4. Zero-waste clean drinking water
Floodwaters stir up animal waste, sewage and other pollutants. This can contaminate drinking wells and other water sources, leading to water-borne diseases such as diarrhoea, typhoid and cholera. The only option, for those who can access it, is bottled water.
Harjeet Nath, an assistant professor in the Department of Chemical and Polymer Engineering at Tripura University has invented a suitcase-sized water purifier. Nath told The Third Pole that it can convert even contaminated wastewater into potable water that has been tested as meeting World Health Organization standards, and this year was used to help flood-affected people in Assam’s city of Silchar access drinking water. While the price of bottled water shot up from INR 20 per litre to INR 100, water from Nath’s device cost just INR 0.37.
“During floods, the water purifier which works on rechargeable batteries – which can be powered by both solar and electrical energy – can work even when the power supply is usually cut off,” Nath said.
Currently there is only one machine. But Nath, who patented his technology last year, is in discussions with Indian multinational consumer goods company Eureka Forbes for its mass production.
Another low-waste way of making sure people have access to clean water during floods is sand filters in tumblers or tin containers.
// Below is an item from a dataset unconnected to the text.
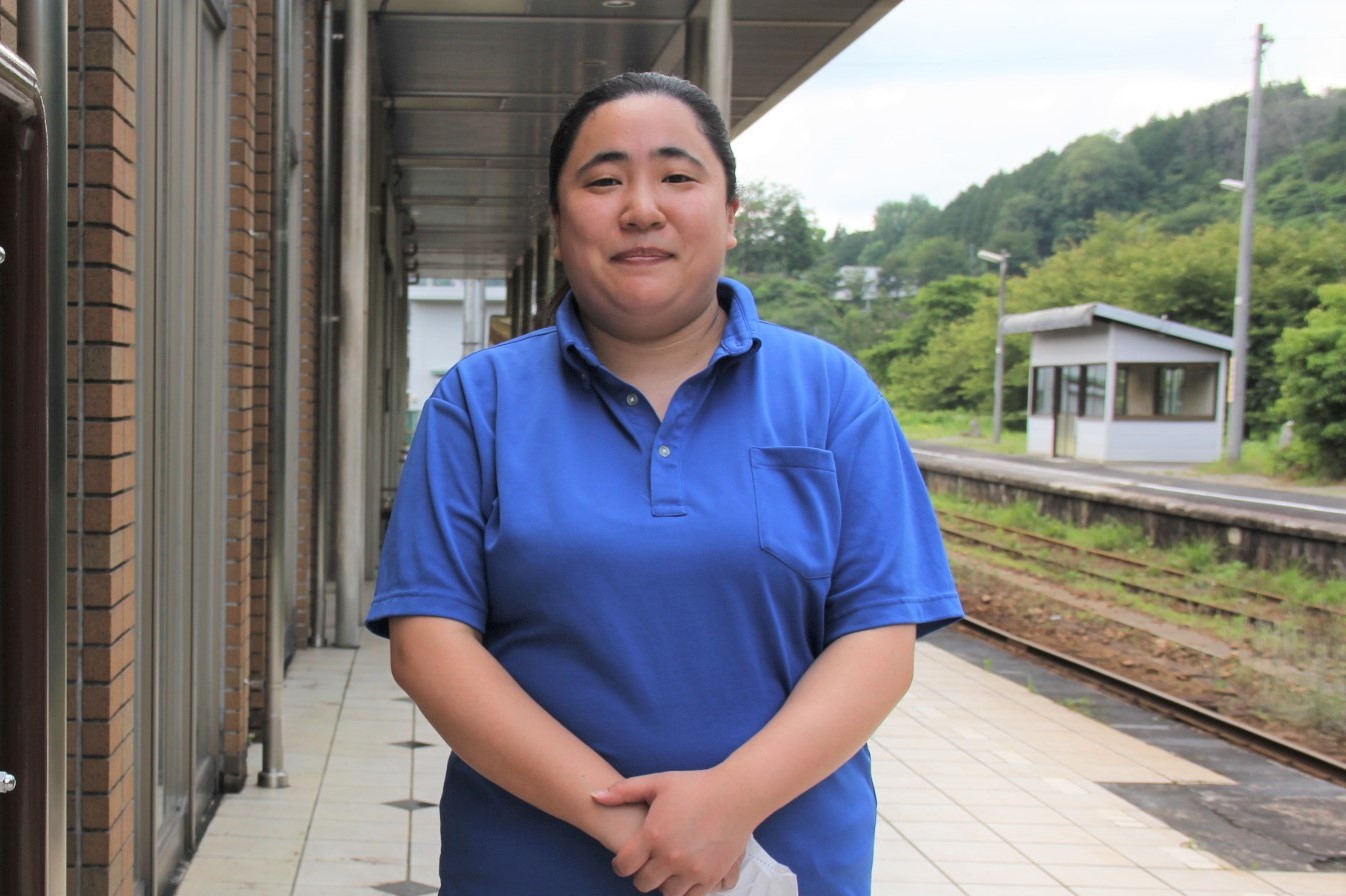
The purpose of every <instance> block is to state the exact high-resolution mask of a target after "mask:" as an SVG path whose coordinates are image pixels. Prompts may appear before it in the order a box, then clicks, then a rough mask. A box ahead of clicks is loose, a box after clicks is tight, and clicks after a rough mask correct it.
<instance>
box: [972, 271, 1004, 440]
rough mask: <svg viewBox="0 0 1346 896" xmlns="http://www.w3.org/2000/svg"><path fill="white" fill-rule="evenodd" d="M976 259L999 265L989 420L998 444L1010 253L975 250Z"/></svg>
mask: <svg viewBox="0 0 1346 896" xmlns="http://www.w3.org/2000/svg"><path fill="white" fill-rule="evenodd" d="M977 258H981V260H983V261H989V262H991V264H993V265H1000V305H999V307H997V309H996V385H995V405H993V406H995V410H993V412H992V418H991V441H993V443H996V444H997V445H999V444H1000V421H1001V417H1003V414H1001V409H1003V406H1004V405H1003V404H1001V397H1000V393H1003V391H1004V379H1005V331H1004V319H1005V274H1007V273H1008V272H1010V253H1008V252H1005V250H1004V249H1001V250H1000V252H988V250H987V249H979V250H977Z"/></svg>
Since 2002, Rural Volunteer Centre, a non-profit working in disaster management, has been providing people in Assam’s Dhemaji district with these devices.
Sand filters have long been used to clean water, but the NGO modified the design with different layers of sand, mica, charcoal and cloth filters. It says this removes 100% of iron from water and 98% of pathogens. Fifty-five households have benefitted from this to date.
“Drinking water technologies should be such that they can be assembled, implemented and managed by locals as they have to confront drinking water problems during floods. Waiting for external help to arrive is excruciating,” said Eklavya Prasad, founder of Megh Pyne Abhiyan, a public charitable trust working on flood issues in eastern India.
Addressing floods at a larger scale
While technological innovations can provide mitigation and relief, they are only one part of the solution. Khalequzzaman, the professor of geological sciences at Lock Haven University, suggested that countries like India and Bangladesh should look to countries that are members of the Mekong River Commission, building consensus around solutions to floods and through dialogue and cooperation.
“Transboundary rivers do not understand political boundaries. Fifty-seven per cent of the Meghna catchment lies with India and the remaining 43% rests with Bangladesh. Without an integrated water resources pact among co-riparian countries in the Ganga-Brahmaputra-Meghna basin floods cannot be managed,” he said.
AKM Saiful Islam agreed on the need for cross-border collaboration. “When Cherrapunjee [a town in Meghalaya state] recorded over 4,000 millimetres of rainfall over three days from 15-17 June, dumping four-months’ worth of rainfall, Bangladesh’s Flood Forecasting and Warning Centre which predicts floods five days ahead couldn’t process the intensity of the rainfall in the hilly regions of India’s Meghalaya,” Islam said. He emphasised that only the sharing of rainfall and hydrological data between India and Bangladesh can really help both countries prepare for more intense flooding as climate change worsens.
Earlier this month Bangladesh and India signed a water-sharing agreement for the small transboundary Kushiyara River, but there is still no formal agreement on exchanging flood warnings for all the rivers the two countries share.